TLDR : The Chinese start-up DeepSeek has updated its R1 model, improving its performance in reasoning, logic, mathematics, and programming. This update, which reduces errors and enhances application integration, enables R1 to compete with flagship models such as Open AI's o3 and Google's Gemini 2.5 Pro.
Table of contents
While speculations were rife about the upcoming launch of DeepSeek R2, it was ultimately an update of the R1 model that the eponymous Chinese start-up announced on May 28. Dubbed DeepSeek-R1-0528, this version strengthens R1's capabilities in key areas such as reasoning, logic, mathematics, and programming. Now, the performance of this open-source model, released under the MIT license, approaches that of flagship models like Open AI's o3 and Google's Gemini 2.5 Pro.
Significant Improvements in Handling Complex Reasoning Tasks
The update relies on a more efficient use of available computing resources, combined with a series of algorithmic optimizations implemented post-training. These adjustments result in increased depth of thought during reasoning: while the previous version consumed an average of 12,000 tokens per question in AIME tests, DeepSeek-R1-0528 now uses nearly 23,000, with a notable increase in accuracy, from 70% to 87.5% on the 2025 edition of the test.
- In mathematics, recorded scores reach 91.4% (AIME 2024) and 79.4% (HMMT 2025), approaching or exceeding the performance of some closed models like o3 or Gemini 2.5 Pro;
- In programming, the LiveCodeBench index progresses by nearly 10 points (from 63.5 to 73.3%), and the SWE Verified evaluation rises from 49.2% to 57.6% success;
- In general reasoning, the GPQA-Diamond test sees the model's score rise from 71.5% to 81.0%, while for the "Last Examination of Humanity" benchmark, it more than doubled, from 8.5% to 17.7%.

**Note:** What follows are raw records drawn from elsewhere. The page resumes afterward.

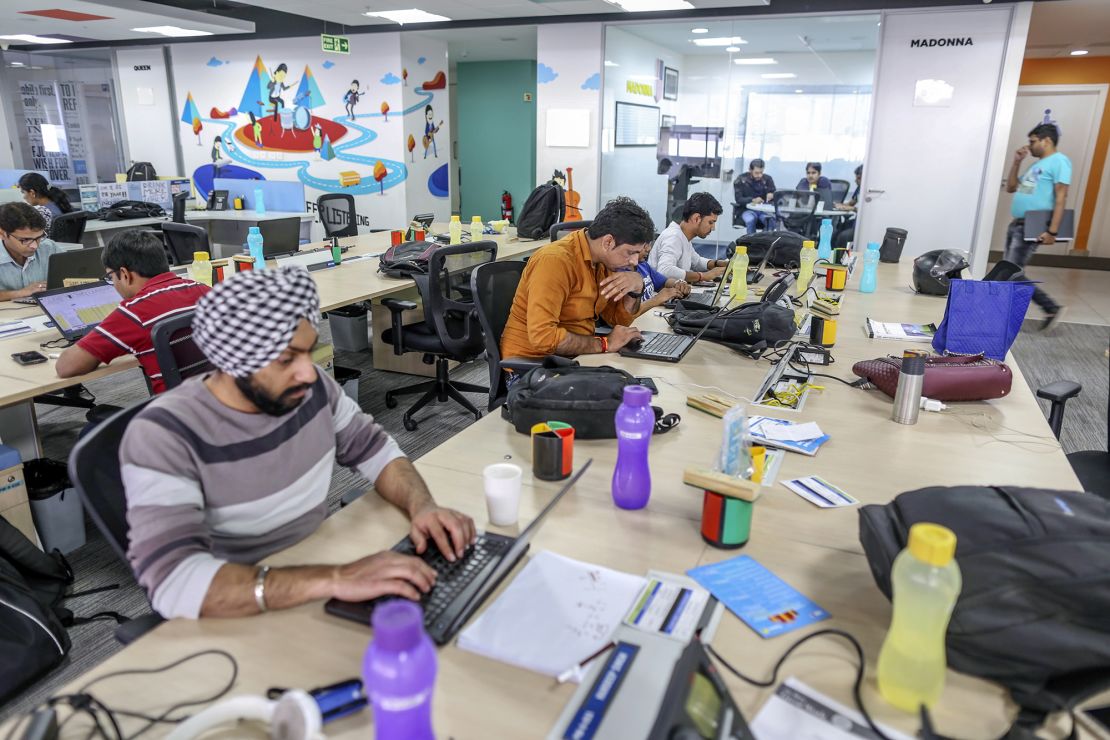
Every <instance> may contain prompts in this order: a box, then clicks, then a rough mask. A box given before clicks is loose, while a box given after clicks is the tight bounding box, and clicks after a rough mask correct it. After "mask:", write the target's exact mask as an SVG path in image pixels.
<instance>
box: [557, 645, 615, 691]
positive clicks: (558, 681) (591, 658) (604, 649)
mask: <svg viewBox="0 0 1110 740" xmlns="http://www.w3.org/2000/svg"><path fill="white" fill-rule="evenodd" d="M616 646H617V643H616V642H614V641H613V640H609V641H608V643H606V645H603V646H602V647H601V648H599V649H598V650H597V651H596V652H592V653H591V655H588V656H587V657H585V658H583V659H582V660H581V661H579V662H578V665H576V666H571V667H569V668H567V669H566V670H565V671H563V672H562V673H559V675H558V678H557V679H556V680H557V681H558V682H559V683H566V682H567V681H569V680H571V679H572V678H574V675H575V673H576V672H578V671H579V670H582V669H583V668H585V667H586V666H587V665H588V663H589V661H591V660H593V659H595V658H599V657H602V656H604V655H605V653H606V652H608V651H609V650H612V649H613V648H615V647H616Z"/></svg>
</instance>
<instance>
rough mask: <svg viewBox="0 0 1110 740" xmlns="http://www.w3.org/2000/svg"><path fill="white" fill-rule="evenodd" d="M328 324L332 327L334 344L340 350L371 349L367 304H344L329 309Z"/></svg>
mask: <svg viewBox="0 0 1110 740" xmlns="http://www.w3.org/2000/svg"><path fill="white" fill-rule="evenodd" d="M327 324H329V325H330V326H331V327H332V344H333V345H335V348H336V349H339V351H340V352H366V351H367V349H370V330H369V326H367V321H366V308H365V306H361V305H360V306H343V307H342V308H335V310H333V311H329V312H327Z"/></svg>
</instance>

Reduction of Errors and Better Application Integration
Among the notable developments brought by this update, a significant reduction in the hallucination rate is observed, a critical issue for the reliability of LLMs. By reducing the frequency of factually inaccurate responses, DeepSeek-R1-0528 gains robustness, especially in contexts where precision is essential.
The update also introduces features geared towards use in structured environments, including direct JSON output generation and expanded support for function calls. These technical advances simplify the integration of the model into automated workflows, software agents, or back-end systems, without requiring heavy intermediate processing.
Increasing Focus on Distillation
In parallel, the DeepSeek team has embarked on a process of distilling chains of thought into lighter models for developers or researchers with limited hardware. DeepSeek-R1-0528, which has 685 B (billion) parameters, has thus been used to post-train Qwen3 8B Base.
The resulting model, DeepSeek-R1-0528-Qwen3-8B, manages to match much larger open-source models on certain benchmarks. With a score of 86.0% on AIME 2024, it not only surpasses Qwen3 8B by more than 10.0% but also matches the performance of Qwen3-235B-thinking.
An approach that questions the future viability of massive models, in the face of more frugal but better-trained versions to reason.
DeepSeek states:
"We believe that the chain of thought of DeepSeek-R1-0528 will have significant importance both for academic research on reasoning models and for industrial development focused on small-scale models."